Everyone’s a Little Irish on St. Patrick’s Day!Everyone is “a little Irish” on March 17, St. Patrick’s Day. How delightful! Especially in light of all the cultural divisions in the country and world that always seem to be in the local, national, and international news, I think it’s a wonderful thing to see people sharing another culture’s holiday. Someday, I hope the joyful embrace of different cultures will be the norm, not the exception.
Ever since I can remember, almost everyone wore green to school and/or to work on St. Patrick’s Day, whether or not they were truly “Irish.” Even our President adds an apostrophe to his name on March 17! I can remember a time many years ago when young moms would gather after the school bus left on the morning of March 17 to socialize over green bagels and someone’s home made Irish Soda Bread. And the corned beef and cabbage for lunch or dinner or visiting a pub serving green beer….great memories!
Irish immigrants brought a lot to share with their new country. They made treacherous ocean crossings on ”coffin ships,” vessels that were not truly sea-worthy to escape the potato famines. Many died at sea. In the country they left, their countrymen referred to their send-off as “American wakes,” because those that stayed behind knew they might never see their loved ones again, even if they arrived safely on the other side of the ocean.
Linguistically, Irish immigrants brought a lot of words and expressions to their new country which today have become a permanent part of our language and culture. Here are a few that you may not know came from Ireland and Irish Gaelic:
● Ballyhoo – This word now stands for the kind of ‘noise’ made by political candidates, advertisers, and promoters. It originates from the Irish town Ballyhooly in County Cork, which was well-known for passionate citizen debate on affairs of the day. After dropping its final syllable, the name of the town labeled any loud debate.
● Brogue – We use this word now to describe a strong regional Irish “accent.” Its origins are in the type of shoes (brogues) worn by people who spoke in a certain way.

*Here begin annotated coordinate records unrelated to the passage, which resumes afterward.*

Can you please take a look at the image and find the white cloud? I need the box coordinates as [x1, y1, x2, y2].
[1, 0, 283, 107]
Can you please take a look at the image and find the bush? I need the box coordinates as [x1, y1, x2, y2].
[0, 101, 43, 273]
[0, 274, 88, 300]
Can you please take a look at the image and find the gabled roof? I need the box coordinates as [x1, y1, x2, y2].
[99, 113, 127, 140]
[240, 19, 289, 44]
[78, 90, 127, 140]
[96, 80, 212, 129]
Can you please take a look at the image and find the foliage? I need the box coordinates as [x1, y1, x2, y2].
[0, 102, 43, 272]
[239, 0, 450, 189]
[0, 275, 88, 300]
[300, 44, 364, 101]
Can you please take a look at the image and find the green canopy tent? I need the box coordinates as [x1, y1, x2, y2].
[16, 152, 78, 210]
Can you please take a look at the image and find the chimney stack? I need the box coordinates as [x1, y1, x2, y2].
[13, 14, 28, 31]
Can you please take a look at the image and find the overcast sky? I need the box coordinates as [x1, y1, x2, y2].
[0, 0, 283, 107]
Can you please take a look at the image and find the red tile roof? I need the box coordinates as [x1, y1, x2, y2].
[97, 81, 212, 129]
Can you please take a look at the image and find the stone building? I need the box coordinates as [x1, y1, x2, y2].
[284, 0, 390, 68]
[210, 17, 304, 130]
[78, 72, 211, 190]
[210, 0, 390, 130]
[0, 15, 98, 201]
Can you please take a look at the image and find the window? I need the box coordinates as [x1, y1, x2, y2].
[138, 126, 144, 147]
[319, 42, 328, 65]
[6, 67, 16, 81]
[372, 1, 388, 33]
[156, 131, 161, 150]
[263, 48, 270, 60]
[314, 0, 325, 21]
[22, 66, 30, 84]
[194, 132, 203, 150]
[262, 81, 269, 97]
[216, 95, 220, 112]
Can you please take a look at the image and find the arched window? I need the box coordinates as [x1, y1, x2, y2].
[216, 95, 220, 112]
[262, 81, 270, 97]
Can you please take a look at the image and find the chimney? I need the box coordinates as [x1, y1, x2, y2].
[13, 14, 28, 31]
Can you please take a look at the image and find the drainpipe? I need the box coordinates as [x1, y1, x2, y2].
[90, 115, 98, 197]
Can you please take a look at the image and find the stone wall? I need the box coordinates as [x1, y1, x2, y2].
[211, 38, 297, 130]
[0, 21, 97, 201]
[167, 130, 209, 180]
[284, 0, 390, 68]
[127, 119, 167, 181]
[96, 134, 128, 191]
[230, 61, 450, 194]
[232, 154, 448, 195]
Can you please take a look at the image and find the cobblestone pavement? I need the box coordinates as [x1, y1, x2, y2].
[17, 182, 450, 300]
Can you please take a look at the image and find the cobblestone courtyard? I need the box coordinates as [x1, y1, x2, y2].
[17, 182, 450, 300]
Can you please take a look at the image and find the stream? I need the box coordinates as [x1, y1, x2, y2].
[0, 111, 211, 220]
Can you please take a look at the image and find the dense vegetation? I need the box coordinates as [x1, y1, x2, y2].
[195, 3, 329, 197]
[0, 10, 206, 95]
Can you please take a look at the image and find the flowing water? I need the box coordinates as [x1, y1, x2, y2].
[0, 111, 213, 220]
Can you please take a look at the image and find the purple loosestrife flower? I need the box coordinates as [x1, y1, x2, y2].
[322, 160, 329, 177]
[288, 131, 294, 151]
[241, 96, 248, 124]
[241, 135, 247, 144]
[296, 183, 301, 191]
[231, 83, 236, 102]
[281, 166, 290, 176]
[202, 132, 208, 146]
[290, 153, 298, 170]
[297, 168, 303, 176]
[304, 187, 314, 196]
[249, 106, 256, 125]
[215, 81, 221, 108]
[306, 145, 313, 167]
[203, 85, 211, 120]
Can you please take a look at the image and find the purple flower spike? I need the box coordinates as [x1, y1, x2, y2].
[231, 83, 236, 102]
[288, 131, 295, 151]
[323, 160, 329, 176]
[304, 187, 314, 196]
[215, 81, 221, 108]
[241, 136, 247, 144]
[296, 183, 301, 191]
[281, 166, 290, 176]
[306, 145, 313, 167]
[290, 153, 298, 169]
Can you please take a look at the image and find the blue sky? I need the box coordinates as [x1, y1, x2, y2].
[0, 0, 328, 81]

● Hooligan – (from the Irish family name Ó hUallacháin, anglicised as O’Houlihan) has come to mean one who takes part in rowdy behavior and vandalism.
Of course, there are the obvious: ‘Limerick,’ ‘leprechaun,’ ‘shamrock,’ but did you know that ‘jazz,’ ‘poker,’ ‘moolah,’ and ‘spunk’ all derive from Irish Gaelic? ‘Buddy’ is another Irish Gaelic word, which comes from the Irish expression, a ‘vuddy,’ or a ‘bhodaigh,’ which means something like ‘pal.’
Enjoy your St. Patrick’s Day, however you celebrate.